Broadcasting live to tens of thousands of Facebook followers, he used a selfie stick to document his movements through ancient churches, rose gardens, and city streets, offering viewers both tourist information and pointed social commentary. In one video from Leeds, he marveled at the size of the city’s Hyde Park.
“In this country they love natural resources, land, water, and wildlife, and everything is well preserved,” he told his viewers. “Compare this to our country, our cities: We have no huge parks and most parks are narrow and small without any big trees.”
In another video, he visited The Times of London and asked a staffer there, “Is this a news building for government or a company?”
When she explained she was a journalist, he turned to the camera and began addressing his Facebook viewers in rapid-fire Khmer.
“Wow!” he exclaimed. “Wow! Dear all, this building is for journalists! It is huge and tall and just for journalists. In Cambodia do we have such buildings for journalists? I don’t think so.
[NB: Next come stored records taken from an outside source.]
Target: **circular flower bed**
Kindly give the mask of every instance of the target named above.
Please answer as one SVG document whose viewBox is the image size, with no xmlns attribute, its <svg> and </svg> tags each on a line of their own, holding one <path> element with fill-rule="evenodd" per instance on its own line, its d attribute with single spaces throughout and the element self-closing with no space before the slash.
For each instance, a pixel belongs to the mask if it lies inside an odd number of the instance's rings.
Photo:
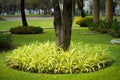
<svg viewBox="0 0 120 80">
<path fill-rule="evenodd" d="M 54 43 L 34 42 L 12 51 L 9 67 L 35 73 L 85 73 L 95 72 L 112 63 L 109 51 L 99 45 L 71 44 L 64 52 Z"/>
</svg>

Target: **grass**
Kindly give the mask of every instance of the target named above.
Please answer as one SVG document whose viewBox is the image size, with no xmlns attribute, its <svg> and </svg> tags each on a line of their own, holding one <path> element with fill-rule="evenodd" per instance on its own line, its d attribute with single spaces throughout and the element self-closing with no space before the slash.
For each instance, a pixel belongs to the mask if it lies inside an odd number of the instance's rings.
<svg viewBox="0 0 120 80">
<path fill-rule="evenodd" d="M 28 21 L 31 25 L 41 25 L 41 27 L 51 27 L 52 20 Z M 9 30 L 10 27 L 21 25 L 21 21 L 3 21 L 0 22 L 0 30 Z M 3 26 L 3 27 L 1 27 Z M 85 35 L 83 32 L 90 32 L 88 28 L 79 28 L 74 26 L 72 30 L 72 41 L 74 43 L 83 42 L 90 45 L 104 45 L 111 51 L 110 55 L 114 58 L 114 63 L 97 72 L 81 74 L 34 74 L 10 69 L 6 66 L 6 56 L 8 52 L 0 53 L 0 80 L 120 80 L 120 45 L 110 44 L 113 37 L 106 34 Z M 33 41 L 55 42 L 54 30 L 46 29 L 43 34 L 34 35 L 12 35 L 14 45 L 22 46 L 30 44 Z"/>
<path fill-rule="evenodd" d="M 34 20 L 34 21 L 28 20 L 28 25 L 29 26 L 40 26 L 42 28 L 53 27 L 52 21 L 53 21 L 53 19 Z M 21 21 L 1 21 L 0 22 L 0 30 L 9 30 L 12 27 L 17 27 L 17 26 L 21 26 L 21 25 L 22 25 Z"/>
</svg>

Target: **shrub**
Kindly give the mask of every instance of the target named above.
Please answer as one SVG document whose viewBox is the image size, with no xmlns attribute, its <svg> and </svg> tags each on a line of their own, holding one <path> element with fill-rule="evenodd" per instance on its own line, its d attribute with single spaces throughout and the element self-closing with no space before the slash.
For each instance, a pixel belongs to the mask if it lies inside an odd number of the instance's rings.
<svg viewBox="0 0 120 80">
<path fill-rule="evenodd" d="M 43 29 L 41 27 L 33 27 L 33 26 L 18 26 L 15 28 L 11 28 L 10 32 L 12 34 L 39 34 L 42 33 Z"/>
<path fill-rule="evenodd" d="M 105 20 L 101 20 L 97 24 L 90 24 L 89 28 L 100 33 L 108 33 L 114 37 L 120 37 L 120 22 L 117 19 L 113 20 L 112 23 L 106 23 Z"/>
<path fill-rule="evenodd" d="M 114 37 L 120 37 L 120 22 L 118 22 L 117 19 L 113 21 L 109 33 Z"/>
<path fill-rule="evenodd" d="M 109 29 L 111 27 L 110 23 L 106 23 L 106 21 L 101 20 L 97 25 L 96 25 L 96 31 L 99 31 L 100 33 L 108 33 Z"/>
<path fill-rule="evenodd" d="M 87 24 L 87 26 L 89 26 L 91 23 L 93 23 L 93 17 L 85 17 L 85 22 Z"/>
<path fill-rule="evenodd" d="M 12 51 L 8 66 L 36 73 L 81 73 L 98 71 L 112 62 L 108 50 L 102 46 L 71 44 L 64 52 L 55 44 L 35 42 Z"/>
<path fill-rule="evenodd" d="M 93 17 L 79 17 L 75 19 L 75 23 L 81 27 L 88 27 L 90 23 L 93 23 Z"/>
<path fill-rule="evenodd" d="M 0 33 L 0 51 L 12 49 L 10 34 Z"/>
<path fill-rule="evenodd" d="M 79 17 L 75 19 L 75 23 L 80 25 L 80 27 L 86 27 L 85 18 Z"/>
</svg>

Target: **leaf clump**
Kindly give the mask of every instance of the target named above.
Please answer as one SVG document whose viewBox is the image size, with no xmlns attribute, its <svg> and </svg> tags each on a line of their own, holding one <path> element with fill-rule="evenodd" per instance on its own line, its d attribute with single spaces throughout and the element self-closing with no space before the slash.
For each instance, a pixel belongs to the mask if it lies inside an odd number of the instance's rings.
<svg viewBox="0 0 120 80">
<path fill-rule="evenodd" d="M 34 73 L 86 73 L 95 72 L 109 66 L 112 58 L 102 46 L 89 44 L 71 44 L 64 52 L 54 43 L 34 42 L 12 51 L 8 56 L 9 67 Z"/>
</svg>

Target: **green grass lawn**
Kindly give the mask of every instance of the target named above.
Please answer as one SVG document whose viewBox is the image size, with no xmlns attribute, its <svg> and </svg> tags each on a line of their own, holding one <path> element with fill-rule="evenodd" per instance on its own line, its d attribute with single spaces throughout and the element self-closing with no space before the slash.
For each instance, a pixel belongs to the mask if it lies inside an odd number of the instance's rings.
<svg viewBox="0 0 120 80">
<path fill-rule="evenodd" d="M 52 27 L 53 20 L 36 20 L 28 21 L 29 25 L 41 27 Z M 0 22 L 0 30 L 9 30 L 11 27 L 21 25 L 21 21 L 3 21 Z M 80 74 L 35 74 L 10 69 L 6 66 L 6 56 L 10 51 L 0 52 L 0 80 L 120 80 L 120 45 L 110 44 L 113 37 L 106 34 L 82 34 L 90 32 L 88 28 L 80 28 L 74 25 L 72 29 L 72 41 L 74 43 L 83 42 L 90 45 L 104 45 L 108 47 L 113 56 L 114 63 L 100 71 L 92 73 Z M 34 41 L 39 42 L 55 42 L 55 34 L 53 29 L 45 29 L 43 34 L 34 35 L 12 35 L 12 44 L 22 46 L 30 44 Z"/>
<path fill-rule="evenodd" d="M 47 20 L 28 20 L 29 26 L 40 26 L 42 28 L 53 27 L 53 19 Z M 21 21 L 0 21 L 0 30 L 9 30 L 11 27 L 21 26 Z"/>
</svg>

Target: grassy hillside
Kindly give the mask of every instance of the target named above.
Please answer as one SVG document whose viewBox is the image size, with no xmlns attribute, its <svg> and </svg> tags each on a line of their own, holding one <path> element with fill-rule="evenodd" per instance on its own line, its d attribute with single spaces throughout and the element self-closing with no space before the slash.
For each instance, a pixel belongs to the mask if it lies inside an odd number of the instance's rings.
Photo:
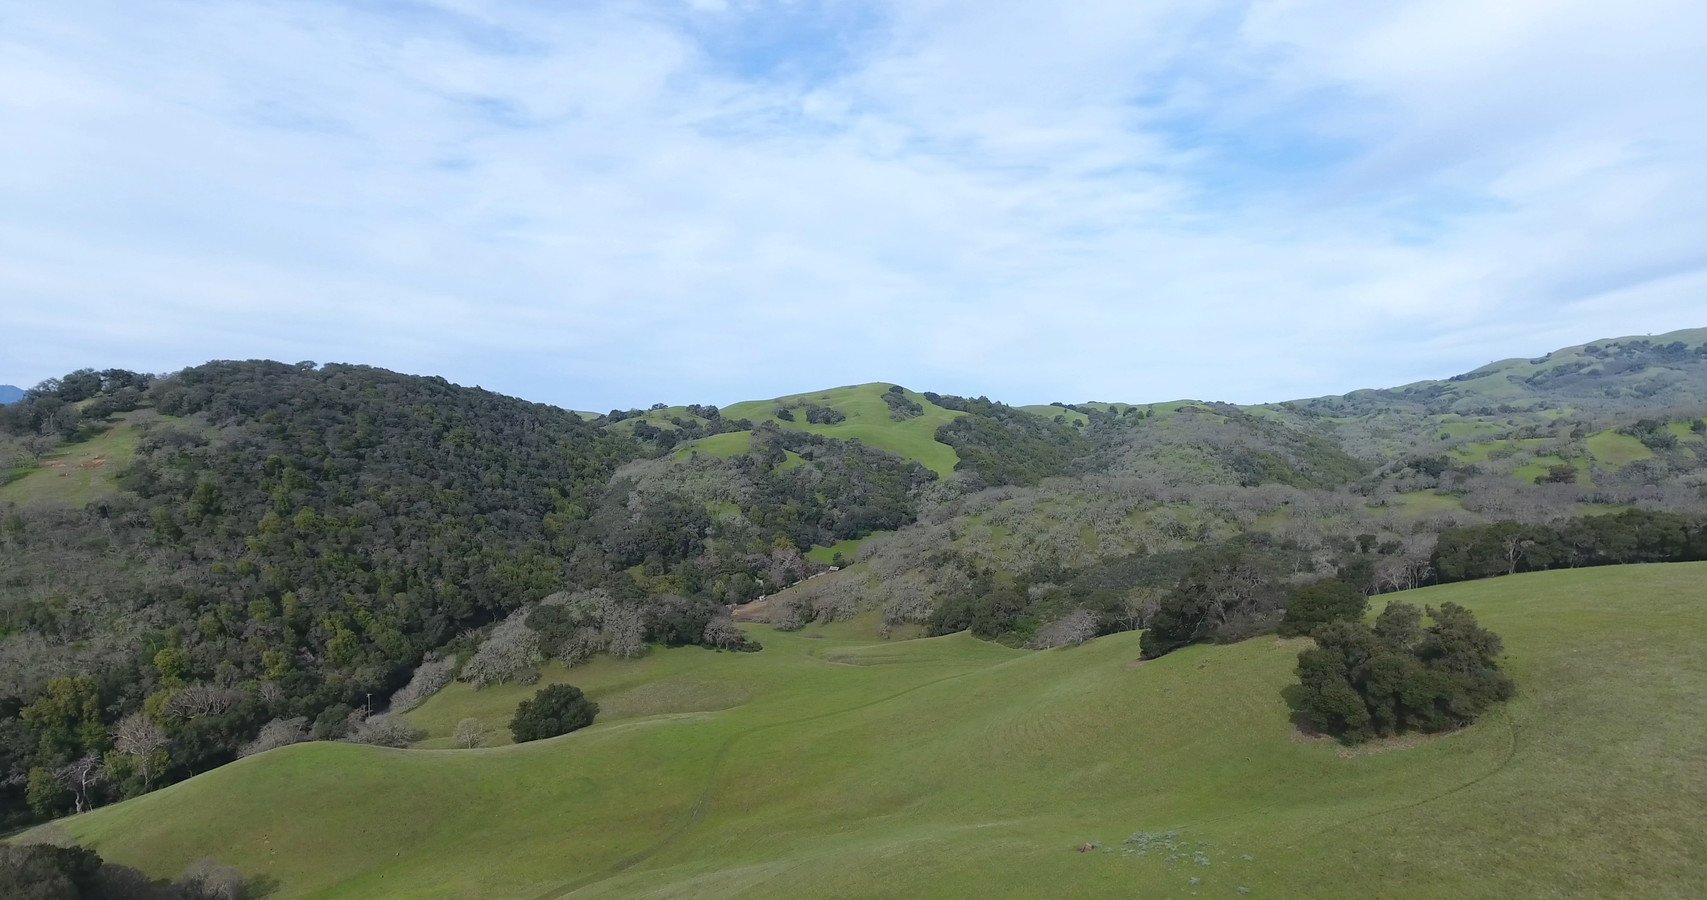
<svg viewBox="0 0 1707 900">
<path fill-rule="evenodd" d="M 1288 724 L 1298 642 L 1132 666 L 1130 633 L 1026 653 L 755 628 L 758 654 L 571 673 L 613 706 L 654 685 L 725 709 L 476 751 L 299 745 L 62 824 L 156 874 L 213 855 L 278 898 L 1690 896 L 1704 581 L 1682 564 L 1406 595 L 1503 634 L 1520 695 L 1376 750 Z M 501 721 L 520 693 L 419 715 Z"/>
<path fill-rule="evenodd" d="M 141 422 L 149 411 L 124 413 L 112 428 L 93 440 L 63 444 L 42 458 L 41 465 L 16 480 L 0 485 L 0 503 L 57 500 L 82 506 L 118 490 L 117 473 L 136 453 Z"/>
<path fill-rule="evenodd" d="M 887 383 L 874 382 L 809 394 L 793 394 L 774 400 L 750 400 L 724 408 L 723 416 L 726 419 L 775 422 L 785 428 L 810 431 L 842 440 L 857 438 L 873 447 L 881 447 L 908 459 L 918 460 L 921 465 L 938 475 L 946 476 L 953 472 L 954 464 L 960 459 L 955 455 L 953 447 L 937 442 L 936 430 L 938 426 L 953 420 L 960 413 L 930 403 L 925 400 L 924 395 L 916 391 L 908 391 L 907 399 L 923 407 L 924 413 L 911 419 L 896 420 L 890 416 L 888 404 L 883 402 L 883 394 L 887 390 Z M 807 403 L 832 407 L 847 418 L 834 425 L 809 424 L 805 414 L 801 412 Z M 792 408 L 794 413 L 793 422 L 777 418 L 778 409 L 789 408 Z"/>
</svg>

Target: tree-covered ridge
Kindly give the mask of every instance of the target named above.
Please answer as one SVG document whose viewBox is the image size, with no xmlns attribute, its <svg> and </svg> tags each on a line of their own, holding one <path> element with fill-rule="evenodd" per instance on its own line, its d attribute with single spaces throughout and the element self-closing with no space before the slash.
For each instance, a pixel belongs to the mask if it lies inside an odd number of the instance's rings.
<svg viewBox="0 0 1707 900">
<path fill-rule="evenodd" d="M 908 524 L 935 479 L 768 423 L 747 453 L 675 460 L 608 421 L 362 366 L 216 362 L 146 391 L 92 374 L 3 422 L 53 445 L 115 408 L 154 417 L 125 490 L 0 507 L 12 819 L 310 736 L 406 743 L 366 714 L 412 670 L 490 683 L 648 642 L 753 649 L 720 607 L 818 571 L 816 544 Z"/>
<path fill-rule="evenodd" d="M 1298 401 L 1330 415 L 1388 409 L 1497 414 L 1521 409 L 1658 408 L 1707 403 L 1707 329 L 1595 341 L 1490 363 L 1444 381 Z"/>
<path fill-rule="evenodd" d="M 1090 450 L 1079 429 L 987 397 L 925 397 L 966 413 L 938 427 L 936 438 L 960 455 L 955 471 L 976 473 L 982 484 L 1036 484 L 1063 474 Z"/>
<path fill-rule="evenodd" d="M 21 406 L 90 399 L 64 393 Z M 360 366 L 211 363 L 143 399 L 182 419 L 146 431 L 129 491 L 0 519 L 0 764 L 30 776 L 0 794 L 8 817 L 205 769 L 270 720 L 341 730 L 428 650 L 564 586 L 589 504 L 639 452 Z M 121 720 L 149 738 L 127 745 Z"/>
</svg>

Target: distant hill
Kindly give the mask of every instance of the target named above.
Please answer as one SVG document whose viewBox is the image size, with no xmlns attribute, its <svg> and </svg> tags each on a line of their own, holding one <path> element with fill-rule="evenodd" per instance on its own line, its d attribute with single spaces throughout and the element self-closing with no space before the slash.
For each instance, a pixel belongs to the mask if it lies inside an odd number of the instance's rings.
<svg viewBox="0 0 1707 900">
<path fill-rule="evenodd" d="M 24 389 L 10 384 L 0 384 L 0 405 L 16 403 L 24 399 Z"/>
<path fill-rule="evenodd" d="M 1604 410 L 1707 403 L 1707 328 L 1592 341 L 1505 359 L 1444 381 L 1353 391 L 1294 404 L 1333 415 L 1395 407 L 1430 414 Z"/>
</svg>

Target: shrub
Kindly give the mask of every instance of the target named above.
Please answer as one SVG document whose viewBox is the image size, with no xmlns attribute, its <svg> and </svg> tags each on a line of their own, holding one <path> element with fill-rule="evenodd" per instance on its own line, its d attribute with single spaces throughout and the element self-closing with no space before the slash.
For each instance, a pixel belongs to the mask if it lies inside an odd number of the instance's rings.
<svg viewBox="0 0 1707 900">
<path fill-rule="evenodd" d="M 516 707 L 516 717 L 510 720 L 510 736 L 518 744 L 556 737 L 593 724 L 593 717 L 598 714 L 599 705 L 588 700 L 580 688 L 554 684 Z"/>
</svg>

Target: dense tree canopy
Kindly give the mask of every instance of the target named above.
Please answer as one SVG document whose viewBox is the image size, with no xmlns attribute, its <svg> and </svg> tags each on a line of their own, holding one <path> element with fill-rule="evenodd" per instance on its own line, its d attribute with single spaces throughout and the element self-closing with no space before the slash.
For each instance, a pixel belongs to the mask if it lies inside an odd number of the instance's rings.
<svg viewBox="0 0 1707 900">
<path fill-rule="evenodd" d="M 1390 603 L 1374 627 L 1332 622 L 1298 654 L 1300 705 L 1314 727 L 1347 743 L 1407 731 L 1446 731 L 1476 720 L 1514 688 L 1500 671 L 1498 635 L 1454 603 L 1428 610 Z"/>
<path fill-rule="evenodd" d="M 510 720 L 510 735 L 516 743 L 539 741 L 568 734 L 593 724 L 599 705 L 588 700 L 572 684 L 541 688 L 532 700 L 523 700 Z"/>
</svg>

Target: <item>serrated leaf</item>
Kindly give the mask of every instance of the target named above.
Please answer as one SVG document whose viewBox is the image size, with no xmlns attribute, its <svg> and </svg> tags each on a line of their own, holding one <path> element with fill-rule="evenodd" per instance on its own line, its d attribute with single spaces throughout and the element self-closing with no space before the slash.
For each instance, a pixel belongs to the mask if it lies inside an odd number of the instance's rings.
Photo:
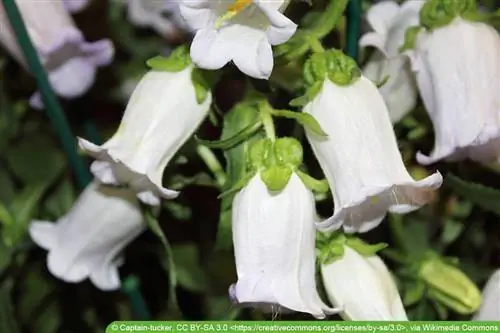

Even such a school for journalists we may not have yet.
“Oh, very proud! This is suitable for a country that has full press freedom and gives value to the press, so even the place they work is huge and tall.”
While the monk learned many lessons about British history, cuisine and life in a cold climate, he also imparted some of his own.
“In London I am used to running—things are quite hectic—but he just saunters around in his sandals at his own pace and I had to learn to slow down,” said Kelly.
“I kind of appreciated it. It was frustrating at the time because I wanted to get places, but when I thought about it, he was teaching me a lesson about patience.”
The UK tour was often fun and cemented the strong friendship between the men, Kelly said. But it also laid bare a hard reality: Venerable Sovath is no longer fully at home in Cambodia, where he has been banned from almost every pagoda in the country, but he would also struggle to adapt to life as a monk abroad.
“To be totally honest, he was a bit lonely,” said Kelly. “He didn't have any Khmer people to talk to, and he made a big sacrifice.”
The monk agreed that life in London sometimes made him feel isolated.
“They don’t have a Khmer community [in the UK]” he said. “As a monk I am supposed to stay in a pagoda, but unfortunately there was no pagoda so I had to stay in a house.”
Even more difficult for Sovath was experiencing firsthand the broad array of rights enjoyed by British citizens, and comparing their lives to those of Cambodians back home.
He was impressed by everything from the safety of the UK’s road and rail system—“I never heard of any accidents in my time there!” he said in wonder—to London’s many green spaces. But the nation’s civil liberties were what struck him the most.
“In England they give people full freedom of speech, so you don’t have to worry when you say something that you will be arrested,” he said.
“For example, when we screened the documentary A Cambodian Spring and there were Q&A sessions, I answered confidently, whereas in Cambodia if we had that kind of session, the person who asked and the one who answered would be afraid or worried that something may happen to them.”
“Comparing Cambodia and England is like comparing sky and land,” he concluded.
Ty Aulissa and Neou Vannarin contributed reporting.